The Sunnyvale Sun
Letters & Opinions
One paycheck away from homelessness?
By Carol Bogart
One of the first things my predecessor, Sandy Sims, brought me up to speed on as I began this job was projects already in the works. One, which will be our cover story next week, is the concept of "affordable" housing.
With Bay Area prices so high, even college-educated people with marketable skills find themselves closed out of home ownership.
This generated spirited discussion among those of us on staff who have had to downsize because we could no longer support what we had, or who haven't been able to upsize in the first place.
For example, I once had a 46-acre farm.
Rural Ohio home prices don't begin to compare to California's prices, of course. I bought the farm at auction for $132,500. After investigating whether an old farmhouse insulated with wasp nests could be saved, I concentrated instead on restoring the big red barn, tore down the old house and built a new one.

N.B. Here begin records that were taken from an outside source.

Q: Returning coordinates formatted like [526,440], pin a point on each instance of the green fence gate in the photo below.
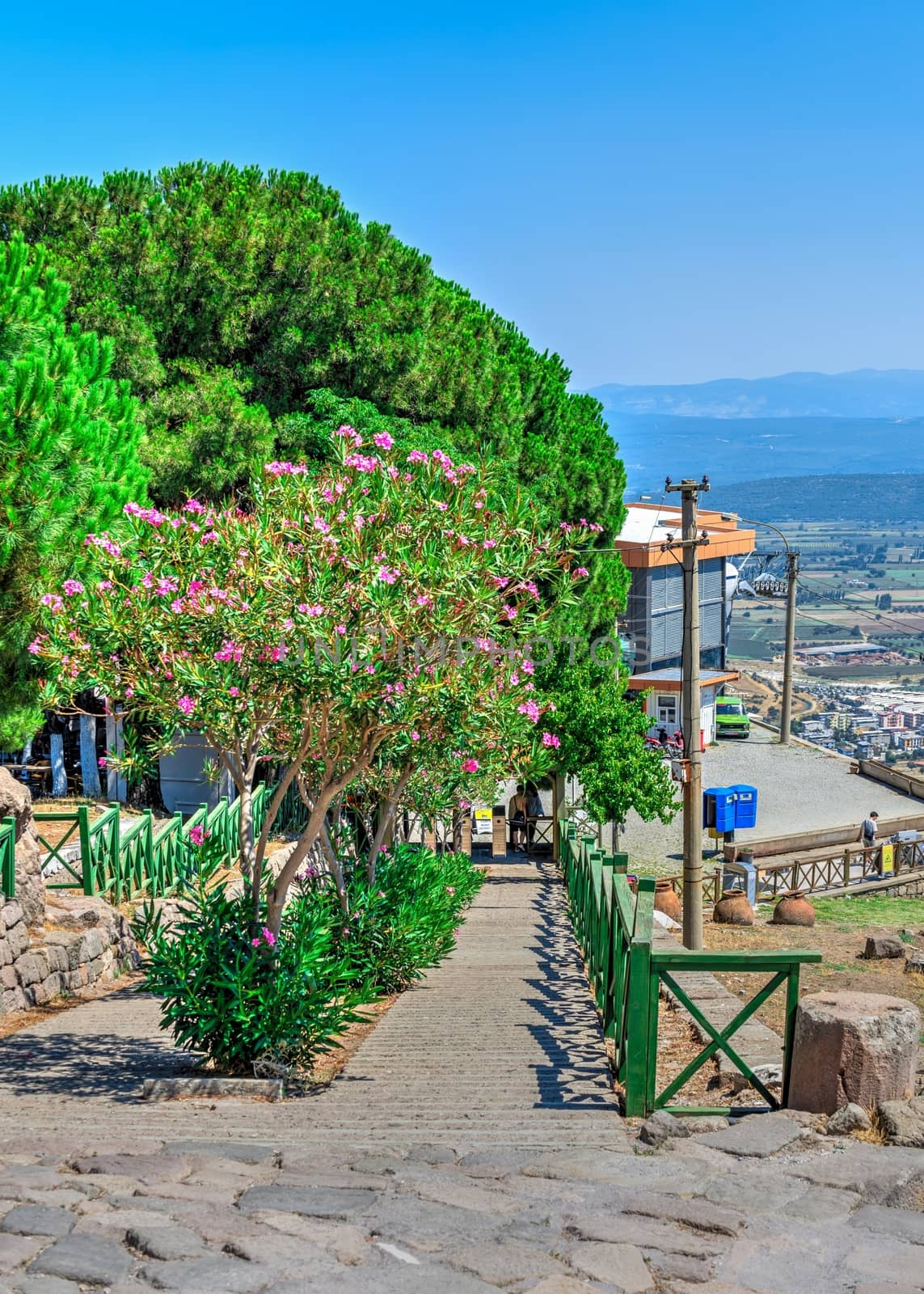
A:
[614,929]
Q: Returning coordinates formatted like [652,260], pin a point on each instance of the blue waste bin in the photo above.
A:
[745,806]
[719,808]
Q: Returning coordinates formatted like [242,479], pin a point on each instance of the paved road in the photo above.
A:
[799,789]
[471,1147]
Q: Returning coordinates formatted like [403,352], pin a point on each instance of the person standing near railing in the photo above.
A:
[534,810]
[867,831]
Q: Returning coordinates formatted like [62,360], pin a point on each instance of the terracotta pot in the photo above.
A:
[732,909]
[794,909]
[668,901]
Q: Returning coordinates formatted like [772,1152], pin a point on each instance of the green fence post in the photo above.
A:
[8,857]
[639,1002]
[791,1004]
[87,870]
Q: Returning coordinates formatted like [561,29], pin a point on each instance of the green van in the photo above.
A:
[732,718]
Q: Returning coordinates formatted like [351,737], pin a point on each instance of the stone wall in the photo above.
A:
[51,942]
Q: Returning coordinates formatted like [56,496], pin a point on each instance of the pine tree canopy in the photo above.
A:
[252,312]
[69,459]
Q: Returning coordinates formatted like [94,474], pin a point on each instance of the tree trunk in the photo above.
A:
[90,769]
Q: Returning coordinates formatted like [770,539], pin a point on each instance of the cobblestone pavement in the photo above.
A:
[799,789]
[471,1145]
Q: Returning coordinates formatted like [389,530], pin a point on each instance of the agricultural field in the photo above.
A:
[863,582]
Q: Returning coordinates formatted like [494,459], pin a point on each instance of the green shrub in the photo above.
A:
[236,994]
[405,920]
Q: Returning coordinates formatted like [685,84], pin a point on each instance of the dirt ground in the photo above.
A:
[842,967]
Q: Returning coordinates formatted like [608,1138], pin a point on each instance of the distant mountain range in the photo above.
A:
[859,394]
[745,430]
[862,498]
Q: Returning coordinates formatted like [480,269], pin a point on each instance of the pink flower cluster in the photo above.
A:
[277,469]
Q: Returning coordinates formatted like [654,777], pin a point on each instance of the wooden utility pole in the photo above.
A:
[690,702]
[791,590]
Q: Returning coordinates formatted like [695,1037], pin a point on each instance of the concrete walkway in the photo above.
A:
[499,1045]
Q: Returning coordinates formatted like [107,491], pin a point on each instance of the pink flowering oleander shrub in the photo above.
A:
[320,646]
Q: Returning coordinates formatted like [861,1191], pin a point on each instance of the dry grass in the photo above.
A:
[13,1024]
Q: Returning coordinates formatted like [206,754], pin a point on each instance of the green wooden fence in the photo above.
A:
[8,857]
[614,929]
[123,860]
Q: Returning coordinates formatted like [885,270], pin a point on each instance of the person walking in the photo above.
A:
[534,810]
[517,813]
[867,831]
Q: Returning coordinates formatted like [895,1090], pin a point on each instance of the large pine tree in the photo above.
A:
[69,461]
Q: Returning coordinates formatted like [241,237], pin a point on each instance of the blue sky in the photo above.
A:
[659,192]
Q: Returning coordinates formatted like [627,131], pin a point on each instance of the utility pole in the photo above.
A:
[791,590]
[690,702]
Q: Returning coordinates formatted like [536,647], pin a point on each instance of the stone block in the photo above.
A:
[849,1119]
[879,946]
[69,945]
[32,968]
[91,946]
[49,990]
[13,1000]
[86,1259]
[660,1127]
[853,1047]
[904,1121]
[17,937]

For someone who loves nature, as I do, this peaceful, quiet retreat was heaven on earth. The house overlooked a good-sized creek (Mike, my son, once caught a brook trout in it). Because it was richly stocked with everything from crawdads to water snakes, it attracted an abundance of birds: A bald eagle swooped in to land on a branch, surveying the water for any hint of fish movement; two great blue herons were frequent visitors; and on a branch overhanging a quarter-acre spring-fed pond I had excavated, a belted kingfisher shot like a bullet into its depths to fly off with one of the koi (Chinese carp) I'd added to eat the algae.

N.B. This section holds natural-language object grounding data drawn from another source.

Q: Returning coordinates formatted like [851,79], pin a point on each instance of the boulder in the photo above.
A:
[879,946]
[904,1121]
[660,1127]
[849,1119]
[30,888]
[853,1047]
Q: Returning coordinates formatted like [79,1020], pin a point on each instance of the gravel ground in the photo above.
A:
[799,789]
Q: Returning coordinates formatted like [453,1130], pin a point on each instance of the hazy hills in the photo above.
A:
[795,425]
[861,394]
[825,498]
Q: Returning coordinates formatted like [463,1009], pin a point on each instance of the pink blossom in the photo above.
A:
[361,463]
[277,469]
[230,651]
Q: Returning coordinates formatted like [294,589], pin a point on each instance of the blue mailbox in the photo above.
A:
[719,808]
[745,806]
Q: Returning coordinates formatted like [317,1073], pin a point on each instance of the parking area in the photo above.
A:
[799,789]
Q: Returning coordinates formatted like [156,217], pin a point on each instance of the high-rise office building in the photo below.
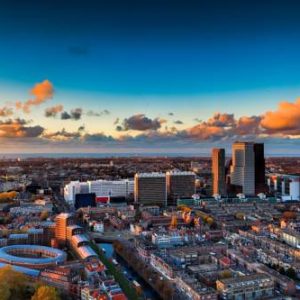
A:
[260,181]
[150,189]
[180,185]
[218,171]
[62,221]
[243,167]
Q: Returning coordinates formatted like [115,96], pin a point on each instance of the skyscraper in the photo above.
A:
[218,171]
[150,189]
[62,221]
[260,182]
[180,185]
[243,167]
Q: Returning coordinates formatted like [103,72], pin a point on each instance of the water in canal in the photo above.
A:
[149,293]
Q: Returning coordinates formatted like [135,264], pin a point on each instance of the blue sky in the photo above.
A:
[190,58]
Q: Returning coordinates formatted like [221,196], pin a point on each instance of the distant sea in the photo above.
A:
[115,155]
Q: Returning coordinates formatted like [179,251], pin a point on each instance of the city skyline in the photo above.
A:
[145,77]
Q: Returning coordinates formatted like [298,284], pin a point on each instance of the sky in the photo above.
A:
[149,76]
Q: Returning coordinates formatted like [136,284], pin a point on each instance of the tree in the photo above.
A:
[45,292]
[44,215]
[289,215]
[290,272]
[225,274]
[240,216]
[12,284]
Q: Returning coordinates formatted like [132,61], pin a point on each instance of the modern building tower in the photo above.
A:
[218,171]
[260,181]
[243,167]
[62,221]
[150,189]
[180,185]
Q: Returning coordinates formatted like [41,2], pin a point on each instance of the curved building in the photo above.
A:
[32,256]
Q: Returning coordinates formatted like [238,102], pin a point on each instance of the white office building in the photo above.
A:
[102,188]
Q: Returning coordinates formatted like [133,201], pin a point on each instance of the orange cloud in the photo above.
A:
[6,112]
[203,131]
[42,92]
[285,120]
[248,125]
[17,129]
[53,111]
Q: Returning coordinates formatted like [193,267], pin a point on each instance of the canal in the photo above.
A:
[148,292]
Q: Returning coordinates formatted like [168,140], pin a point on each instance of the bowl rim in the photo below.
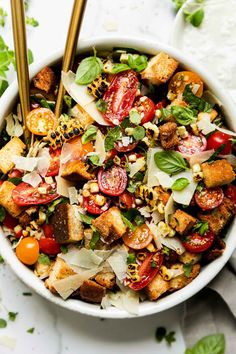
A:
[7,101]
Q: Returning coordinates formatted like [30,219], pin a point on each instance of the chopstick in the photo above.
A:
[19,34]
[70,48]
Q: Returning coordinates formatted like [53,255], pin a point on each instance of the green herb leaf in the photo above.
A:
[170,162]
[180,184]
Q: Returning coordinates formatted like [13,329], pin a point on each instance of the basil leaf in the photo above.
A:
[170,162]
[89,135]
[183,115]
[180,184]
[212,344]
[88,70]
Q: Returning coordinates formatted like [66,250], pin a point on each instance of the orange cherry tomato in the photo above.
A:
[28,250]
[40,120]
[139,238]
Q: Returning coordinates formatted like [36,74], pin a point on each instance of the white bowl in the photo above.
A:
[207,273]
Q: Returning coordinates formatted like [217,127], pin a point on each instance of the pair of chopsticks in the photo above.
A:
[20,44]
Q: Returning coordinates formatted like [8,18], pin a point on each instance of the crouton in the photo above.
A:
[182,280]
[67,224]
[159,69]
[76,171]
[45,79]
[168,135]
[59,270]
[110,225]
[182,222]
[108,279]
[219,217]
[14,147]
[91,291]
[6,199]
[217,173]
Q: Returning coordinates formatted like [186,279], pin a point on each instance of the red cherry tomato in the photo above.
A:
[147,271]
[49,246]
[54,162]
[25,194]
[112,181]
[196,243]
[120,96]
[217,139]
[192,145]
[92,208]
[145,107]
[209,199]
[48,230]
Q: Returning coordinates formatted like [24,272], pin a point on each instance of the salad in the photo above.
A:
[130,192]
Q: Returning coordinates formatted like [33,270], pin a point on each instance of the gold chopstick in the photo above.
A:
[19,34]
[70,48]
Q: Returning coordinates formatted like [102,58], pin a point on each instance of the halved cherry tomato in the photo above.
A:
[54,162]
[48,230]
[148,270]
[192,145]
[181,79]
[49,246]
[90,205]
[196,243]
[112,181]
[40,120]
[27,250]
[217,139]
[208,198]
[120,96]
[25,194]
[126,200]
[145,107]
[139,238]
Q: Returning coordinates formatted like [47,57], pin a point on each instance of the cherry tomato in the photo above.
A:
[25,194]
[145,107]
[147,271]
[91,207]
[196,243]
[48,230]
[126,200]
[217,139]
[192,145]
[40,120]
[28,250]
[139,238]
[112,181]
[120,96]
[54,162]
[181,79]
[208,198]
[49,246]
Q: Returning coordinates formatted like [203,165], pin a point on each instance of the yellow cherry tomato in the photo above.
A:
[28,250]
[40,120]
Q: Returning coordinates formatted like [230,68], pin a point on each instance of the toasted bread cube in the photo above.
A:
[45,79]
[110,225]
[217,173]
[160,69]
[14,147]
[182,222]
[156,288]
[91,291]
[168,135]
[219,217]
[6,199]
[67,224]
[59,270]
[76,171]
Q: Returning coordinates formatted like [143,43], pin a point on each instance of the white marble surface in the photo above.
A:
[58,331]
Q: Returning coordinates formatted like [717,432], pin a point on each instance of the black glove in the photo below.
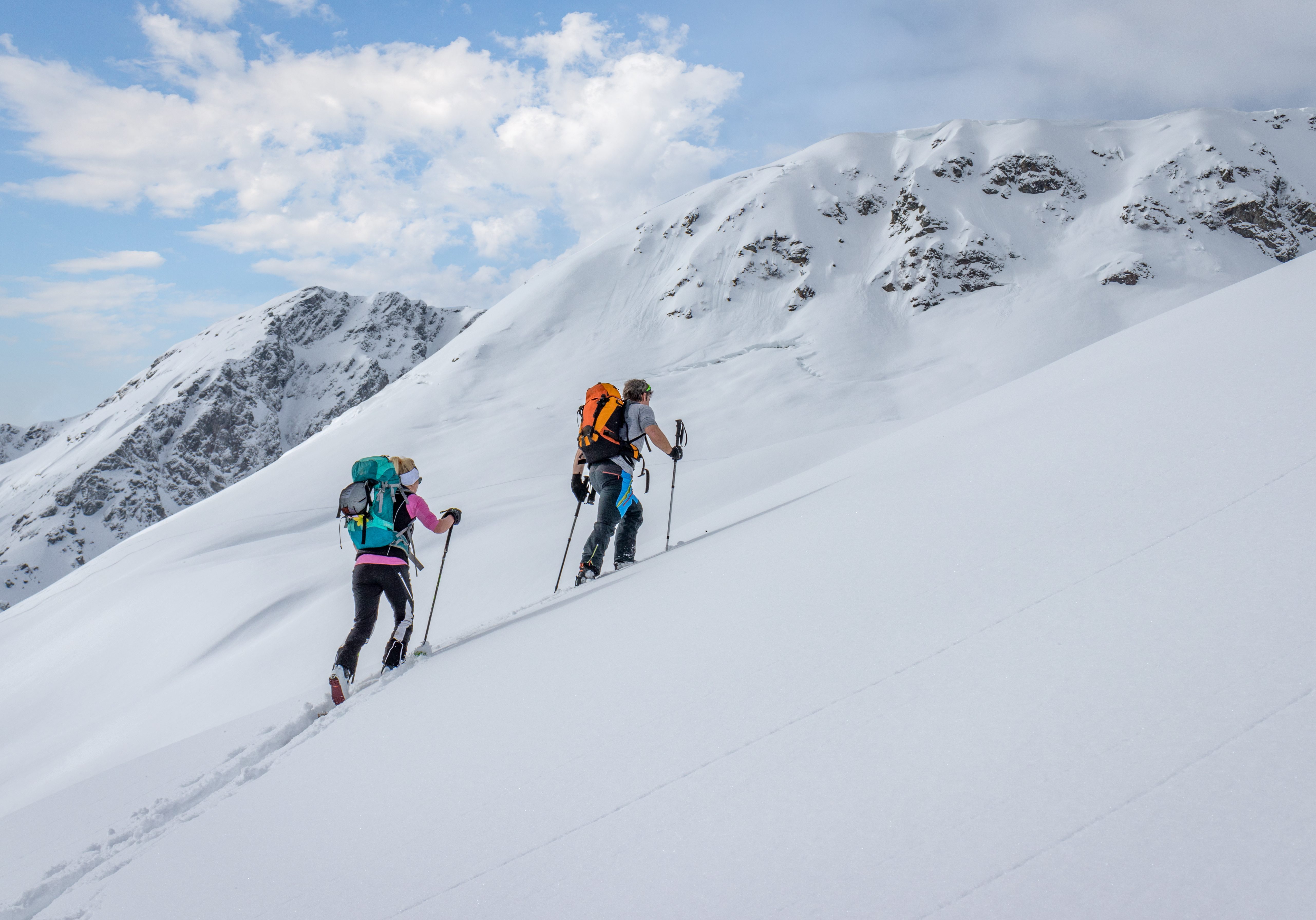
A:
[580,487]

And of course my many feeders attracted a multitude of songbirds and hummingbirds.
With the 12-acre woods awash in trilliums and other wildflowers in spring and a hill made for small-boy snowboarding behind the barn, the farm was truly paradise found. Country nights, unpolluted by manmade light, are so dark the stars glitter like far-off flecks of tinsel. In summer, as flocks of fireflies glint on and off, the two seem to converge, creating a light show that fills the heart with wonder.

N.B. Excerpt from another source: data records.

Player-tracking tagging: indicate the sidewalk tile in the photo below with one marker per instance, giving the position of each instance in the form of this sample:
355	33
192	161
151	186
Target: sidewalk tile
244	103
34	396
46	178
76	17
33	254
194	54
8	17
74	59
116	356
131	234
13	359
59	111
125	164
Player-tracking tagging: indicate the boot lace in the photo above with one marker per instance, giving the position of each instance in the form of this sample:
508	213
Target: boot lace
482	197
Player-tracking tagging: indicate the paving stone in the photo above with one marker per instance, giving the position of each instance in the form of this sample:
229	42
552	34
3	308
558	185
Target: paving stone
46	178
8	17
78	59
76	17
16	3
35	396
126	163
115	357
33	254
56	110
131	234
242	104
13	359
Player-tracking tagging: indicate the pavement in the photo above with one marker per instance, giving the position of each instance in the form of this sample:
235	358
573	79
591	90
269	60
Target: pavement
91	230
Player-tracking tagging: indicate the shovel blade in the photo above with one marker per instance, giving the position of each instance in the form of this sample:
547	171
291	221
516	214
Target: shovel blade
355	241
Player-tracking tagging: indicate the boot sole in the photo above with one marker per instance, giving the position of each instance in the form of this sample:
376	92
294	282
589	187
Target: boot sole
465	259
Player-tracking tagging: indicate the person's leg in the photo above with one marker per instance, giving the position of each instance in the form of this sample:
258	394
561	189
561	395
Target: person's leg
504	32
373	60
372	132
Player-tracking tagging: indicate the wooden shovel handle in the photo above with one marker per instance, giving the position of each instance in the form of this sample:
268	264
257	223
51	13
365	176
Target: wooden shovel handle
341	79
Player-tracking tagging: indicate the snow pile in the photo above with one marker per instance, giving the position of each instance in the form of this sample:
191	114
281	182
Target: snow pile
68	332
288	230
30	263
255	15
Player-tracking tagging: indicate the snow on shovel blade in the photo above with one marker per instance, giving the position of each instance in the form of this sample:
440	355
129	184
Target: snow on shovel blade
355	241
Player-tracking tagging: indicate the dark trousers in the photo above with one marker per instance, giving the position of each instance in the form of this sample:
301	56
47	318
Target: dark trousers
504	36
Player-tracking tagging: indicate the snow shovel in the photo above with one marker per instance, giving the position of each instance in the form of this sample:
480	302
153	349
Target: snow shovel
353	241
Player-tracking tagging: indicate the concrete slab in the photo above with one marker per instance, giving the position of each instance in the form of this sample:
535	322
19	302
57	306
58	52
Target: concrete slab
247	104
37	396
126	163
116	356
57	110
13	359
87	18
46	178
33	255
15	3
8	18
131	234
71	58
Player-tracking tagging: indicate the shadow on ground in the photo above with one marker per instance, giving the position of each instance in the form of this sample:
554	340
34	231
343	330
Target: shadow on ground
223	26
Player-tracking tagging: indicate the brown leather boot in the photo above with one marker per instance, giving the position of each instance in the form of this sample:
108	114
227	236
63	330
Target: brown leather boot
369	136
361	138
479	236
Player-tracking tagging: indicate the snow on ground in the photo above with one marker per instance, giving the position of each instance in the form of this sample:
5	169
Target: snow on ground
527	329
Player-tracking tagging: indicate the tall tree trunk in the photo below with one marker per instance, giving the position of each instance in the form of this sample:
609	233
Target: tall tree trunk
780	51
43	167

Still, just as I was facing the hard reality that I no longer had the resources to support the farm, Mike, at 16, was more interested in keeping his Camaro running than he was in walking the fields to find arrowheads or taking jar and strainer to shallow wetlands in the woods in search of tadpoles.
Since selling the farm, the past several years have found us moving from one successively smaller apartment to another.
We're not alone.
When I was managing editor of the weekly in Pleasanton--where the average home price is well over $1 million--a former mayor told me about six elderly women found living in a converted garage, partitioned down the middle. The executive director of a health services agency devoted to the un- and under-insured told me many of those coming in for free health care now are college graduates who lost their jobs during the dot.com bust.
Mike's been away at school for over two years, so when I got this job, it propelled me to do what I should have done the minute he left home: move out of the two-bedroom rented townhouse I no longer needed (and couldn't really afford in the first place) into something cheaper, since a kid in college is not the world's least expensive proposition.
I finally settled on a studio. Although it's in a big old converted one-time mansion in San Jose bounded by wide sidewalks and 100-year-old landscaping (big trees), it's yet another adjustment in the "personal space" department.
As my movers drove away and I was trying to straighten up a collection of outdoor plants I hoped my new landlord and co-tenants wouldn't object to, a man approached me, said he'd noticed I was moving in, and asked if I needed any help. I had just been engaged in conversation with one of my new neighbors who'd expressed interest in helping me plant the tea roses I'd also uprooted and brought with me. Once done rearranging the potted plants, I'd planned to take the outdoor rocker around to the wide, covered, tree-shaded front porch. Exhausted from the move, I nodded gratefully and said, "You can take that rocker around to the porch if you want to."
He did and minutes later was back asking me if I needed anything else, "anything at all."
I smiled, thanked him and said, no, that was it.
As he walked away, the young man I'd been talking to about the roses said, "That's the guy who lives in his car. See that blue one parked on the curb?"
I saw a faded old finned gas-guzzler with nearly flat tires.
In a doorway across the street huddled a small group who looked like they would love to have a dry old car to sleep in.
Each morning when I walk Dodger, I exchange pleasantries with the industrious soul fishing cans and bottles out of Dumpsters into six bulging plastic bags hanging from his shopping cart. He must start before dawn.
And as I sit here, typing this in the comfort of my cozy, clean studio with its high ceilings and broad bay windows, I think, aren't I lucky?